La métallurgie de la « vallée de la Lémance » n’a pas survécu au XIX° siècle, sans doute concurrencée, entre autres, par le géant sidérurgique qui naissait alors dans la ville toute proche de Fumel. Géant qui ménage aujourd’hui une surprise à quelques heureux, présents lors des Journées du Patrimoine : un exemple rarissime de la Machine de Watt, en parfait état de fonctionnement. Il ne faut pas en déduire pour autant que l’industrie est morte à ce moment là. Elle a su exploiter d’autres ressources locales : les bois d’œuvre et le calcaire. Les premiers ont permis le développement de plusieurs parqueteries, de taille variable mais toutes également profondément enracinées dans le terroir et son histoire. C’est ainsi que les communes de Cuzorn et Saint Front peuvent s’enorgueillir d’abriter l’un des leaders mondiaux du parquet : les Parquets Marty dont les produits et la réputation ont depuis longtemps dépassé les frontières de l’hexagone. Quant au calcaire, outre les prodigieux fossiles qu’il livra, il a permis le développement de plusieurs cimenteries.

Des industries donc, mais cela ne s’est pas accompli au détriment de l’agriculture. Au contraire, la complémentarité s’est naturellement imposée, mettant ainsi en place des communautés d’ouvriers paysans, partageant leur temps entre l’atelier et les champs.
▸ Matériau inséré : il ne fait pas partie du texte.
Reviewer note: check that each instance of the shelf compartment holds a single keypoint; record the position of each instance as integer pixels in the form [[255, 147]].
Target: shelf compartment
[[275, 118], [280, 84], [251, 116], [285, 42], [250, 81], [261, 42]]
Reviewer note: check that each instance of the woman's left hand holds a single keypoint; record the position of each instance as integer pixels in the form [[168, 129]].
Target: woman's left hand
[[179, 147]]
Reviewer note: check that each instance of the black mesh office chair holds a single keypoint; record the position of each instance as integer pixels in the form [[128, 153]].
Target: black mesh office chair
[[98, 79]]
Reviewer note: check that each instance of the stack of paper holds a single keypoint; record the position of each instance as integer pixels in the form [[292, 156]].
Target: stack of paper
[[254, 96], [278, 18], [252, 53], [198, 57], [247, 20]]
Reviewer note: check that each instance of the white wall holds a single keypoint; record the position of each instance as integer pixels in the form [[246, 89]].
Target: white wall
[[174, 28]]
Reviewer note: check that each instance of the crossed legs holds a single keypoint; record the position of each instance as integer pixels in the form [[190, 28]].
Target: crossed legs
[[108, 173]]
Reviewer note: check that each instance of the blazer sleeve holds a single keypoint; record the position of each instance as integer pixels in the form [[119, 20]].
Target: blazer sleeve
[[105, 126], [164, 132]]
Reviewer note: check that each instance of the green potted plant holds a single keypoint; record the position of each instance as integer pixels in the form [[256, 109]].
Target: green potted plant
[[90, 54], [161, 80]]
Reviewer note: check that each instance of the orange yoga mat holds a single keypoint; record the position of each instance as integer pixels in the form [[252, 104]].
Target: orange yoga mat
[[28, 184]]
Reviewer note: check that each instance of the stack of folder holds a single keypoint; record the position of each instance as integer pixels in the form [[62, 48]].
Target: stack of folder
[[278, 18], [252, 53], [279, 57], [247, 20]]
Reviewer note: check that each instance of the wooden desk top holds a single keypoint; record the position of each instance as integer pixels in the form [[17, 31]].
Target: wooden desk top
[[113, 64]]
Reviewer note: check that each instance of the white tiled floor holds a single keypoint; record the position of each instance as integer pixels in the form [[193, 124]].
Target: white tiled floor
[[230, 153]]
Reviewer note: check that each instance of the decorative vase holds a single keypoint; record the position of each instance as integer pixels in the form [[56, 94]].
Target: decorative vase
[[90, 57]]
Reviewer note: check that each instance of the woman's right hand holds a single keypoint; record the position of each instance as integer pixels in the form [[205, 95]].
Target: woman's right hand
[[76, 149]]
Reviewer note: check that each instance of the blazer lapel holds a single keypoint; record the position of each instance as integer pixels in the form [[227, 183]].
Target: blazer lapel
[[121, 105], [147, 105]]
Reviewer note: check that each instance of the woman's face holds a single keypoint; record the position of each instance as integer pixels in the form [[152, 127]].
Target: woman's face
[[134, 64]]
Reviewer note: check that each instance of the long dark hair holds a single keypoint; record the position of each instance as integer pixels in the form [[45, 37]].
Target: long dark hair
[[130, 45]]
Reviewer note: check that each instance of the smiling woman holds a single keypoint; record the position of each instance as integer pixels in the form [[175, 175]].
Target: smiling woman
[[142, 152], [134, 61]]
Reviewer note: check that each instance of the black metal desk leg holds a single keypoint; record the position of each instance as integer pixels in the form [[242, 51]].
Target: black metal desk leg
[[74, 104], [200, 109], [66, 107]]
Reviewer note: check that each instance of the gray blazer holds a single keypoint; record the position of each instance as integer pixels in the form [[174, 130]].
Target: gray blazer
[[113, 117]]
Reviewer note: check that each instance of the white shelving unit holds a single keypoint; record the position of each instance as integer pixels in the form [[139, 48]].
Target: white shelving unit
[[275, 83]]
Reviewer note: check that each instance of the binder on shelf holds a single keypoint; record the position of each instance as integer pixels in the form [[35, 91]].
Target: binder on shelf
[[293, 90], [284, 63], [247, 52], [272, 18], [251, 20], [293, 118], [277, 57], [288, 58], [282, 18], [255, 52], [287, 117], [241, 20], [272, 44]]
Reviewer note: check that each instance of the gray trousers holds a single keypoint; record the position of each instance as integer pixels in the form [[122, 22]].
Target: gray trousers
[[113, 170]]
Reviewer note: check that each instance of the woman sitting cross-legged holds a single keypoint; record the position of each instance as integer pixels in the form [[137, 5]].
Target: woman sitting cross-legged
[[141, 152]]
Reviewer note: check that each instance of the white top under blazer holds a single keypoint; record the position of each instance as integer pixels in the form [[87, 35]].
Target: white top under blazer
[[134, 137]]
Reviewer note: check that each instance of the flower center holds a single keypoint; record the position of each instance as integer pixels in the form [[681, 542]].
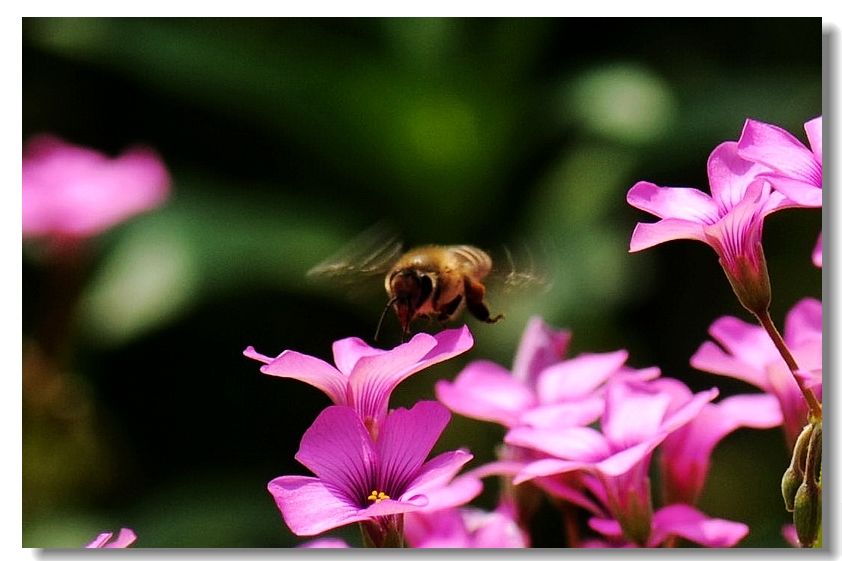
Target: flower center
[[377, 496]]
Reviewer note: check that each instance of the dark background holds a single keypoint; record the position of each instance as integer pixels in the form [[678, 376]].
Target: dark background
[[287, 137]]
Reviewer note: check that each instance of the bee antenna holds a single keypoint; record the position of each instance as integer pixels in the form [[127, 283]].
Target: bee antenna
[[379, 323]]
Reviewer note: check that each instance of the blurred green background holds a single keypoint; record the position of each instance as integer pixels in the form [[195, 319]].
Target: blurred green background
[[287, 137]]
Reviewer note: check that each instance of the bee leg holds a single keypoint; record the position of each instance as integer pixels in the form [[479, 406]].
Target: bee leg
[[474, 296], [449, 308]]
L’agriculture qui ménage encore aujourd’hui de belles, de succulentes rencontres dont les papilles ne peuvent que se réjouir. Septembre voit les prunes mûrir pour devenir ces fameux « Pruneaux d’Agen » que l’on apprécie aussi bien nature que complaisamment gratifiés d’eau-de-vie. C’est aussi à ce moment-là que les forêts livrent leur modeste trésor : le cèpe. S’il n’est pas question d’aller soi-même les cueillir, il n’en reste pas moins possible d’en acquérir. Les bastides de Villefranche de de Monpazier ouvrent alors leur éphémère et pittoresque marché aux cèpes. La halle se couvre alors de cageots où s’exposent, sur des lits de fougères, les chapeaux ronds, dodus et fermes des très jeunes champignons, aussi appelés « bouchons de champagne » et ceux, épanouis, aux parfums subtils des champignons plus vieux, sans lesquels la banale pomme de terre ne saurait devenir « Sarladaise ». Pour ceux qui n’auront pas la joie d’assister à l’un de ces marchés traditionnels, reste encore la « Maison de la Châtaigne et du Champignon à Villefranche, véritable plongée dans les sous-bois et la culture locale.